Why do you want to avoid that clone? It's trivial (since it doesn't need to clone the string itself, quite obviously).
Also, your code is very suboptimal in other ways.
&String as a literal type is useless and harmful in a function parameter. It doesn't have any more capabilities than &str but it forces an allocation on the caller if they don't have a String (only an &str).
You are misusing the length of the string. Strings are fundamentally UTF-8 in Rust, which is a byte-based encoding. Thus, the len() method returns the number of bytes, not the number of code points (which chars are). Since .len() >= .chars().count() (by as much as a factor of 4), the last element (that you return) may be entirely nonsense after your loops, as it has not been initialized correctly.
You are indexing into the current_dists vector before it has non-zero length. Your code will unconditionally panic upon the very first iteration.
If you are trying to perform sequence alignment, as it is apparent from your code, don't roll your own. There are many, much more optimized algorithms and libraries available that you should use instead.
Rust iterators are always single-use only. Once you iterate over the elements, the iterator becomes permanently useless. There's no reuse, no rewinding. You need to create a fresh one every time you want to iterate from the beginning.
Rust iterators are not collections, they are pointers into data. Recycling for _ in chars_b without replacing it is like trying to recycle i in for(; i < 10; i++) without resetting i to 0.
Besides that, it's much faster to work on bytes, not chars (Rust's char type is a relatively expensive Unicode scalar value, not a byte). There's str.as_bytes(). For algorithms that involve substring search, it's usually safe to work on UTF-8 bytes directly.
Ah okay! I was not aware of that. Given the wording of clone() I assumed it would copy the entire data. That's good to know, the better solution might just be to use clone() then!
@quinedot Reading more into the docs on char and the byte form of strings, I'll try out both with some functional code first, but it's good to know there's alternatives for things like this too.
@paramagnetic Like I mentioned in the other reply, I didn't know cloning a string doesn't copy the underlying data, just the pointers. I'll be using clone from here on out!
As you said though, I probably should use &str instead of &string, I'm still getting my head around all the string types, the previous language I used only had one string type, so it's some getting used to! The len() vs chars().count() thing is the same, thank you for pointing it out!

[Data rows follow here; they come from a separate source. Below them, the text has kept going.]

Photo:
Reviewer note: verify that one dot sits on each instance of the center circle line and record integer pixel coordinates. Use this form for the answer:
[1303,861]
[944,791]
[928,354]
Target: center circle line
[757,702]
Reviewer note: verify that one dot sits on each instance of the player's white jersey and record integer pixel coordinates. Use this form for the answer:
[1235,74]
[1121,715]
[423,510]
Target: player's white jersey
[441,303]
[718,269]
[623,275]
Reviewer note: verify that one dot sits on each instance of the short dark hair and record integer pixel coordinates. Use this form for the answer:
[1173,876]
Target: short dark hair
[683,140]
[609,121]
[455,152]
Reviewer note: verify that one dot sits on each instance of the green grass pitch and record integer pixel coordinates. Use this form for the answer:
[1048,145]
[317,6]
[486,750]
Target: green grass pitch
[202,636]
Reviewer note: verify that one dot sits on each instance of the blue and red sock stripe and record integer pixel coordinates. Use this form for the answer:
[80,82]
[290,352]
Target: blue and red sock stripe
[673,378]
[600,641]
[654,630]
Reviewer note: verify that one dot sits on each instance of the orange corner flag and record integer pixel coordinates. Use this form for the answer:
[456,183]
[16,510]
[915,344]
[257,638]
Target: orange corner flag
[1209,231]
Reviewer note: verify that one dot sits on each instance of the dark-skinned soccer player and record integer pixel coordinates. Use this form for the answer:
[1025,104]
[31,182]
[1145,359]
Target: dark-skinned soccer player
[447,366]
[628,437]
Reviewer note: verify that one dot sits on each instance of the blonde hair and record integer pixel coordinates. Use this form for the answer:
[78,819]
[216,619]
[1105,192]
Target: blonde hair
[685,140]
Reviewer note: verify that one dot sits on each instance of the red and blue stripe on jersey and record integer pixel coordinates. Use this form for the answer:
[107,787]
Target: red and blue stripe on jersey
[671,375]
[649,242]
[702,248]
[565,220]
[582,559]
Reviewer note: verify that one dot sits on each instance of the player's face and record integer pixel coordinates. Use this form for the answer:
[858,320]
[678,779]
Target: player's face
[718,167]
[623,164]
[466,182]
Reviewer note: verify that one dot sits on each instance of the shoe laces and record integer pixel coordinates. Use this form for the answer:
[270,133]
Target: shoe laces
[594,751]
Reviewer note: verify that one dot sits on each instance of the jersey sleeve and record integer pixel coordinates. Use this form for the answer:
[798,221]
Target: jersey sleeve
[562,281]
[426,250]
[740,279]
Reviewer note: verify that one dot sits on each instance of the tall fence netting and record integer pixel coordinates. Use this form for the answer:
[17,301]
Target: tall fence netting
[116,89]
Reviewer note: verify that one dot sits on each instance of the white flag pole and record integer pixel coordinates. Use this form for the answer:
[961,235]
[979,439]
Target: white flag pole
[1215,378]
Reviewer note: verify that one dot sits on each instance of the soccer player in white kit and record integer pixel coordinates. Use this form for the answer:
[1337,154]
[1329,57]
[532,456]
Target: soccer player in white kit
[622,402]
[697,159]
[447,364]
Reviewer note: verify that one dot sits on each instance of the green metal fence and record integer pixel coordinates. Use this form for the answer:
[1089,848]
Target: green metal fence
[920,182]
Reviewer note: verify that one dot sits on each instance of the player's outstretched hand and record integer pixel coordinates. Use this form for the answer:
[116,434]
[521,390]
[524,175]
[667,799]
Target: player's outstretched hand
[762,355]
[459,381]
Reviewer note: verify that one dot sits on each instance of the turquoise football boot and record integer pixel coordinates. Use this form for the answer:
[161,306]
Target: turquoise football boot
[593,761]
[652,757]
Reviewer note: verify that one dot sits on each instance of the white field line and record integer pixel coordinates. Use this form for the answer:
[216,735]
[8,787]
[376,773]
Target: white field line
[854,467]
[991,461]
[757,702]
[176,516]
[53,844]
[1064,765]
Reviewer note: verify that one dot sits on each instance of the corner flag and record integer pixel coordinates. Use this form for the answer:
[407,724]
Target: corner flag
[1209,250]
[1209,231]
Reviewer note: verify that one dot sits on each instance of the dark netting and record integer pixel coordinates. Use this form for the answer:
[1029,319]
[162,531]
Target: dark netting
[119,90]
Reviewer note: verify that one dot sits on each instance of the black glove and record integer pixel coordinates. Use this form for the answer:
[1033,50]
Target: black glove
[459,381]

To answer the last point, I'm aware I will not write the best algorithms, this is a small test project, so I'm just exploring different things. Once I do start using it somewhere I'll definitely look at more optimal solutions though!
@kornel I will try a test using bytes, I think for this usecase it might work?
With the code functional now, I'll need to do some tests to see what works. Thank you!
That's not what was stated, however. Cloning the Stringdoes copy the underlying data (otherwise we'd have two pointers responsible for freeing the same memory). But Chars is not String - it's essentially a pointer into an independently existingString, a view, and a view can be duplicated cheaply.